10年以上続くアートキャンプといったイベントも開催されており、若者も多く集まります。
イベントを通してできた横のつながりを活かして、ものづくりの世界に飛び込んでくる人も多数います。
自然環境でいうと水が綺麗で、美味しいお米や日本酒なども沢山ありますし日本海の海産物もあったりて、豊かな食を身をもって体感できますね。
最近では頼れる地域創生のキーパーソンのような存在も増えてきていますし、ある程度のITの知識とものづくりのへの想いがあれば、すぐに街に溶け込んで暮らすことができると思います」

▼木戸さんの登壇スライドはこちら

山本さん「自分の住んでいる北九州市は、地方ながらも住みやすい街という印象を強く持っています。
ビルの高さや量も東京の半分以下ですし、あまり息苦しさのようなものは感じません。
一方で都合よく使える自然も広がっていて、都心部から車で20分走ればキャンプ場もあるような立地です。
人と人の繋がりという部分でも、東京ほどサバサバせず程よい距離感を持って過ごすことができます。
都会と地方のそれぞれの良さを感じて暮らしたい人にはもってこいの環境なのではないでしょうか」

▼山本さんの登壇スライドはこちら

自治体担当者も語る「私たちの町の魅力」

地方移住者トークセッションの次に行われたのが、自治体トークセッション。このコーナーには鯖江市と五島市の自治体担当者が参加し、移住した方々とは違った目線で地元の魅力をアピールしました。

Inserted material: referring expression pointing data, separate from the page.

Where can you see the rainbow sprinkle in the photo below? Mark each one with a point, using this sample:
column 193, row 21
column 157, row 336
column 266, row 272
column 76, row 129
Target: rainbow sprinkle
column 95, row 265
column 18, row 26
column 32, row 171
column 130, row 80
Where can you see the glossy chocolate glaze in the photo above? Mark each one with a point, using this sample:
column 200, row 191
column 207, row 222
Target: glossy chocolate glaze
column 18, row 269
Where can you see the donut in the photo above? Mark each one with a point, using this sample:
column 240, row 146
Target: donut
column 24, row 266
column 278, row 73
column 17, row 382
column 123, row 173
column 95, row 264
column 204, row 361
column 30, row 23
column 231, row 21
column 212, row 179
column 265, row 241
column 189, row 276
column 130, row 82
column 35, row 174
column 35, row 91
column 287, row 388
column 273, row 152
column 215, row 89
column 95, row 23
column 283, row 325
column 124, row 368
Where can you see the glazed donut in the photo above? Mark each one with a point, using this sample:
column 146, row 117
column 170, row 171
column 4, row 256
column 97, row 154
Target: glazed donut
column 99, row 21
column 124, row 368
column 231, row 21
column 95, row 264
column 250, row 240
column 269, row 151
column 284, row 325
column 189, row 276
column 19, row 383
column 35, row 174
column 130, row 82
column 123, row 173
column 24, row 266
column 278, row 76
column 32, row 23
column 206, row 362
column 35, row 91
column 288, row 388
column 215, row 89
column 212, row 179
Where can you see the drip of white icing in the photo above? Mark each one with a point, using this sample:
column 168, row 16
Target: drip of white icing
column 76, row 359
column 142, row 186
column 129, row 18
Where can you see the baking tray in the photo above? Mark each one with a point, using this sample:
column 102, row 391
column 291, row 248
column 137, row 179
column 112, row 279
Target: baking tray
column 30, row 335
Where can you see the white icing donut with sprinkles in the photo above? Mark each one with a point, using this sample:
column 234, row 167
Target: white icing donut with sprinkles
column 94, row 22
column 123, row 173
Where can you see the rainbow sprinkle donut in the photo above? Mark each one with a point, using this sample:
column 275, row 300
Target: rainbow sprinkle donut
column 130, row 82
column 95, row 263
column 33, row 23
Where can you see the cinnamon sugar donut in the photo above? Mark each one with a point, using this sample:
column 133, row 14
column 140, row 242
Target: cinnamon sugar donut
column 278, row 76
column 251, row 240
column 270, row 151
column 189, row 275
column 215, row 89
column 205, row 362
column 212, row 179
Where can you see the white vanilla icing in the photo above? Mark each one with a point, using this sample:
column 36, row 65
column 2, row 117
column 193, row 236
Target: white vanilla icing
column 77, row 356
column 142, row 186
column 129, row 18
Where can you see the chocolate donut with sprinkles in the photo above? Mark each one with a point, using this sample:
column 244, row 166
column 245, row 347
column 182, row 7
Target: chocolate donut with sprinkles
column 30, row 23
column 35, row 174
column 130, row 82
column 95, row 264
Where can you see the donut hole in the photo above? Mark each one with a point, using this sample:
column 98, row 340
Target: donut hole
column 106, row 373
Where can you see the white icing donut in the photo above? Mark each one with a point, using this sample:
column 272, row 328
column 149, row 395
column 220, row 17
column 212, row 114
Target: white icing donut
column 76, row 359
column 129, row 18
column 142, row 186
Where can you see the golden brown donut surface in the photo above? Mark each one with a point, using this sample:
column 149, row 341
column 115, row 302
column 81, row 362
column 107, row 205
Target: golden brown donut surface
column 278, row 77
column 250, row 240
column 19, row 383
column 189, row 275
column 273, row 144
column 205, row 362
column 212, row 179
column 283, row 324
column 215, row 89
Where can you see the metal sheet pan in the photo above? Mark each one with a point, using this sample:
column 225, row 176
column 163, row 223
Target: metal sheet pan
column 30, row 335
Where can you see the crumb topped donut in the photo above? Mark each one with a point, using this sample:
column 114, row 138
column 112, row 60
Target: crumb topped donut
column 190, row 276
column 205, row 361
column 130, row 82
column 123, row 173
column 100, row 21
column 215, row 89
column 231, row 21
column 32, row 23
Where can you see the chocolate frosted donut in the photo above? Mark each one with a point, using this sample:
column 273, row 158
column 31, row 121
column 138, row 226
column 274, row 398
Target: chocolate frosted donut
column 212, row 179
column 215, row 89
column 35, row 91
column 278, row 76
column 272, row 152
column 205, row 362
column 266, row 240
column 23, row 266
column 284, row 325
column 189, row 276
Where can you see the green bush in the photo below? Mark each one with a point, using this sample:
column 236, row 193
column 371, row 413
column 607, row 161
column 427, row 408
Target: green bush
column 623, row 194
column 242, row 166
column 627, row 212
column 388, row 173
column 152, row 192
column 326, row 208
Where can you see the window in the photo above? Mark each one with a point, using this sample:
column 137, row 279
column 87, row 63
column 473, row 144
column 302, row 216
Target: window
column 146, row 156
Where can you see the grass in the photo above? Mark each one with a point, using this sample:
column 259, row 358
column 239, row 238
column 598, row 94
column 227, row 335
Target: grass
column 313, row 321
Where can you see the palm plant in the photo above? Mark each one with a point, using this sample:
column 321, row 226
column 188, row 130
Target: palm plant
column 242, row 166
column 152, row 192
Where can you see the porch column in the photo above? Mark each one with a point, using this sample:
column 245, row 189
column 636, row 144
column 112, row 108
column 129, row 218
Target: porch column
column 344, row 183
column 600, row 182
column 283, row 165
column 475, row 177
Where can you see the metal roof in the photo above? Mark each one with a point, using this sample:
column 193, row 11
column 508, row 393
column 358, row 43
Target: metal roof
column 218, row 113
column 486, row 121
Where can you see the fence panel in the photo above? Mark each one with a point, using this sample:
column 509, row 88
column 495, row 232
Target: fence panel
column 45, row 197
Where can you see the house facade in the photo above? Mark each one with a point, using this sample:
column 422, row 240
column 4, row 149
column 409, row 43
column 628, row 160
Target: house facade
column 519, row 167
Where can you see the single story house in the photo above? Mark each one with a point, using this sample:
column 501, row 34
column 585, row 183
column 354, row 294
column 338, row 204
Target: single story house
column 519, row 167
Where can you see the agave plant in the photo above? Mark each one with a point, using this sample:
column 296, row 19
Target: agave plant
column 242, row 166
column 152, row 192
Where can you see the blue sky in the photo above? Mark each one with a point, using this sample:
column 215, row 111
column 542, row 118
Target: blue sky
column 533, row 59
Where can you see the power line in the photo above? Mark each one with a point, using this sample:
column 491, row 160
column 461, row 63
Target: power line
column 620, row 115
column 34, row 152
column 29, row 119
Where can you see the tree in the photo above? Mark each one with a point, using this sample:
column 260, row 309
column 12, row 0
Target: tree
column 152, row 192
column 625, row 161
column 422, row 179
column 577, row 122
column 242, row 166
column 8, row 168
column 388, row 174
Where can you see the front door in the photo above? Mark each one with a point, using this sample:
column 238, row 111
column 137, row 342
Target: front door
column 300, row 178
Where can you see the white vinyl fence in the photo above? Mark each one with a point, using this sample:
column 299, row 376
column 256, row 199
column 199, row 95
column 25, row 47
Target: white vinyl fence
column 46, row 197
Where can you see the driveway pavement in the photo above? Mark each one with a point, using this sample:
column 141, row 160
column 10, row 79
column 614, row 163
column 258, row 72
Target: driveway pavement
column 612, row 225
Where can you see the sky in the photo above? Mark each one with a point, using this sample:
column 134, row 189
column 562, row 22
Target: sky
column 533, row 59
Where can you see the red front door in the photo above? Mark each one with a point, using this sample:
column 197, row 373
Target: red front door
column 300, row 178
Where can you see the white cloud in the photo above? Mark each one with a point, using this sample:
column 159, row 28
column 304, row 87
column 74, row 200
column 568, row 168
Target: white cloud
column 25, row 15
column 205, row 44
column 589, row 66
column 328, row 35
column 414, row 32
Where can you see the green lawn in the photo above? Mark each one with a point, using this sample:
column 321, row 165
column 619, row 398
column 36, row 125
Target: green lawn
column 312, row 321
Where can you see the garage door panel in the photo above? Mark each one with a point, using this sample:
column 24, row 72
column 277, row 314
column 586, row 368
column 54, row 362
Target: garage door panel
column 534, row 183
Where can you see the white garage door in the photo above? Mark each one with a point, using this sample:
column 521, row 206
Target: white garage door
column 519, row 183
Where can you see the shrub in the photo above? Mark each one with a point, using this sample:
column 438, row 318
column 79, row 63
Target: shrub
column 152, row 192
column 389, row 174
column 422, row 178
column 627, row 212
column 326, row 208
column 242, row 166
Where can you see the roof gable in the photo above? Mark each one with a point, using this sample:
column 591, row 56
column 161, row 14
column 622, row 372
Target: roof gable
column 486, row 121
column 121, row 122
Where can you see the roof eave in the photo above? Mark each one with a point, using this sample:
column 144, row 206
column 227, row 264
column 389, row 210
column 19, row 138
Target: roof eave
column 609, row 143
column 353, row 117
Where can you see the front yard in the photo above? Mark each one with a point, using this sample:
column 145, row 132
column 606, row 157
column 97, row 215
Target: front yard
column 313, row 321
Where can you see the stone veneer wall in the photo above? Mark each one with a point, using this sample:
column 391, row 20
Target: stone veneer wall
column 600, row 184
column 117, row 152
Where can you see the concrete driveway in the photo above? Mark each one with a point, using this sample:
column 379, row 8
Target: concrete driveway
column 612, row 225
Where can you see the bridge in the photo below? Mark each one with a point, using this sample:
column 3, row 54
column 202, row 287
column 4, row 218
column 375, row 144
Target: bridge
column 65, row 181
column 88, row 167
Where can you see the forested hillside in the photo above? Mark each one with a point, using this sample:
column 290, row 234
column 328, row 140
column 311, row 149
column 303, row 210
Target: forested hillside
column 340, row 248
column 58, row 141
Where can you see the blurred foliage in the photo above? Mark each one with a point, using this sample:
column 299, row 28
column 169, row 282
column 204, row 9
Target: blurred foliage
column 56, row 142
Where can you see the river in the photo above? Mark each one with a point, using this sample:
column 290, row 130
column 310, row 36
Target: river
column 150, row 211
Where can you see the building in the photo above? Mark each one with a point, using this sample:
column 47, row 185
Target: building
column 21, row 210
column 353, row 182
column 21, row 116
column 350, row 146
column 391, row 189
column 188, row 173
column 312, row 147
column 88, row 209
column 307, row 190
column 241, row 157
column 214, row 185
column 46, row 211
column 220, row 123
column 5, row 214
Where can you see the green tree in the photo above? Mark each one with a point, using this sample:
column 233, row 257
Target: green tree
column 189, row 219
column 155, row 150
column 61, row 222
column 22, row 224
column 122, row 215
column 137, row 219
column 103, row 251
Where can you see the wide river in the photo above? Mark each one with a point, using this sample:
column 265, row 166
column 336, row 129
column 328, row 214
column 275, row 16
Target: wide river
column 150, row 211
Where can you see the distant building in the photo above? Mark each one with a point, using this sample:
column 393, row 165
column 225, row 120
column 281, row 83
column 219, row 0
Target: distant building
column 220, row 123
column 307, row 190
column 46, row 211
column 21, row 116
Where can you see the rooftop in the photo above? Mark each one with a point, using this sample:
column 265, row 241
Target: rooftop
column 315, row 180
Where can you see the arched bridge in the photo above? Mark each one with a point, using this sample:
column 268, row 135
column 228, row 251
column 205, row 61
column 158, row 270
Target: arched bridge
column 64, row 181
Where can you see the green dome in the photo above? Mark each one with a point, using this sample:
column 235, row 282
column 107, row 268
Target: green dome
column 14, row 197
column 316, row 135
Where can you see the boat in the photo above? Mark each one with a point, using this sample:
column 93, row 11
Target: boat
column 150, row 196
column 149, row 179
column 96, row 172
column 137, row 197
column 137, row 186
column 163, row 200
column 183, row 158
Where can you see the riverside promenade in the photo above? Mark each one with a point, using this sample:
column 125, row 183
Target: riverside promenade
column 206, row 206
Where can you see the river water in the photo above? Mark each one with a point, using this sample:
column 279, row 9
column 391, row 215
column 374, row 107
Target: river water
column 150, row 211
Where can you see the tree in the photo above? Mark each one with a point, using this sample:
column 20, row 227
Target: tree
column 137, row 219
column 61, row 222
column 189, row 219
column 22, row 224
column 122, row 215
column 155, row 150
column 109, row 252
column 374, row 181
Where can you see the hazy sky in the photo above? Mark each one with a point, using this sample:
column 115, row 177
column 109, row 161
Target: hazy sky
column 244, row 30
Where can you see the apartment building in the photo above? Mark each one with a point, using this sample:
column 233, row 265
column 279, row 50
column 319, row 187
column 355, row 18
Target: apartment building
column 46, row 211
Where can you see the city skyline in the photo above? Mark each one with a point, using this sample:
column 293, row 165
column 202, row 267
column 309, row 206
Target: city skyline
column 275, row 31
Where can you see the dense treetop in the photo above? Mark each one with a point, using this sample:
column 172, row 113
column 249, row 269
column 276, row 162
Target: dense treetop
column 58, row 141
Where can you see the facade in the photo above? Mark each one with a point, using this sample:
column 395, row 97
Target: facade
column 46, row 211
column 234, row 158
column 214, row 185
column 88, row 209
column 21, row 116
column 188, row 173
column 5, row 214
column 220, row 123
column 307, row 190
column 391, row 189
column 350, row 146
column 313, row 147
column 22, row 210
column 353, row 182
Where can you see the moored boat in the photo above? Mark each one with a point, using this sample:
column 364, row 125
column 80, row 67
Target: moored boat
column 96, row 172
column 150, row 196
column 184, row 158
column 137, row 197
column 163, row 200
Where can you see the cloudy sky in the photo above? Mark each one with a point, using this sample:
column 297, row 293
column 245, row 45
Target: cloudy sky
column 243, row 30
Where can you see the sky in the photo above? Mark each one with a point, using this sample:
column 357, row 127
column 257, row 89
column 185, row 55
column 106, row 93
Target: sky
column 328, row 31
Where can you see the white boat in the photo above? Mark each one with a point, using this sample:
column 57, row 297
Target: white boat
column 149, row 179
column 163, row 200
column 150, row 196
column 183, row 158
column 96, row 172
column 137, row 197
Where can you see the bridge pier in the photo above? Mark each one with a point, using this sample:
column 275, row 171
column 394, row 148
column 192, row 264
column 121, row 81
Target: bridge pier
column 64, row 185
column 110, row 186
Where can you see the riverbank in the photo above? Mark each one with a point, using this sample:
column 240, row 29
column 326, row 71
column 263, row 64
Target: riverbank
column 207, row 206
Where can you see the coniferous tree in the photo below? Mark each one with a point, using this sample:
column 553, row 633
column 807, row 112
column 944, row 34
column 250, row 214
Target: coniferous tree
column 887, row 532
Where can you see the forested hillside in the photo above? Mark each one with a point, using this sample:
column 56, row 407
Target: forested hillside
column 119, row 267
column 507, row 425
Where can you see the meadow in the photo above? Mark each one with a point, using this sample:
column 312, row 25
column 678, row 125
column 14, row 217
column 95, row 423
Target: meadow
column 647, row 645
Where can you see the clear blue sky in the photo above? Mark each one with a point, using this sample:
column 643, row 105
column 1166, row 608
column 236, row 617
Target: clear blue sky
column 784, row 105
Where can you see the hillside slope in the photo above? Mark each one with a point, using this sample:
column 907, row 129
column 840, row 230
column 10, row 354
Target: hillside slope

五島市「150個以上の島がある五島列島の中心地でもある五島市では、24時間営業のコンビニや大手のドラッグストア、規模の大きい病院など生活には困らない環境がそろっています。
一方で自治体としては人口減少の問題を抱えていて、若者が島に移り住んで地域を盛り上げてもらうために、地域創生に関わりやすい環境を作っていますので、都会で仕事をしながら活躍していた人は五島に移住することで“強くてニューゲーム”という暮らしを実感していただけるかと思っています」

鯖江市「ものづくり職人としてのプライドを持ちながら、人と人の繋がりを大切にする心豊かな人々が多く住んでいるのが、鯖江という街の魅力の一つだと思っています。土地柄から、良い意味で人のことを放っておけない気質があるので、むしろ村八分のような目に合うことはありません。
また、福井県全体で高い教育水準を維持しており、合わせて次世代を巻き込んだ町おこしのような取り組みも行われています。
女子高生が行政に参加する「JK課」のような取り組みなどが行われおり、移住していただければそういった地域創生に深く関われるチャンスも得られるかもしれません」

トークセッション終了後は、それぞれの自治体のブースが設けられ、移住相談会が行われました。ブースでは五島の鯖を使った鯖寿司や、鯖江名物の大福あんぱんなどレア物の名産グルメや物産品が振る舞われ、食を楽しみながら、地方の魅力や移住について語り合う機会が設けられました。

一言で地方移住と言っても、里山や離島では暮らし方が全く異なります。自分に合った環境を見つけることが、OFF TOKYOに近づく第一歩なのかもしれません。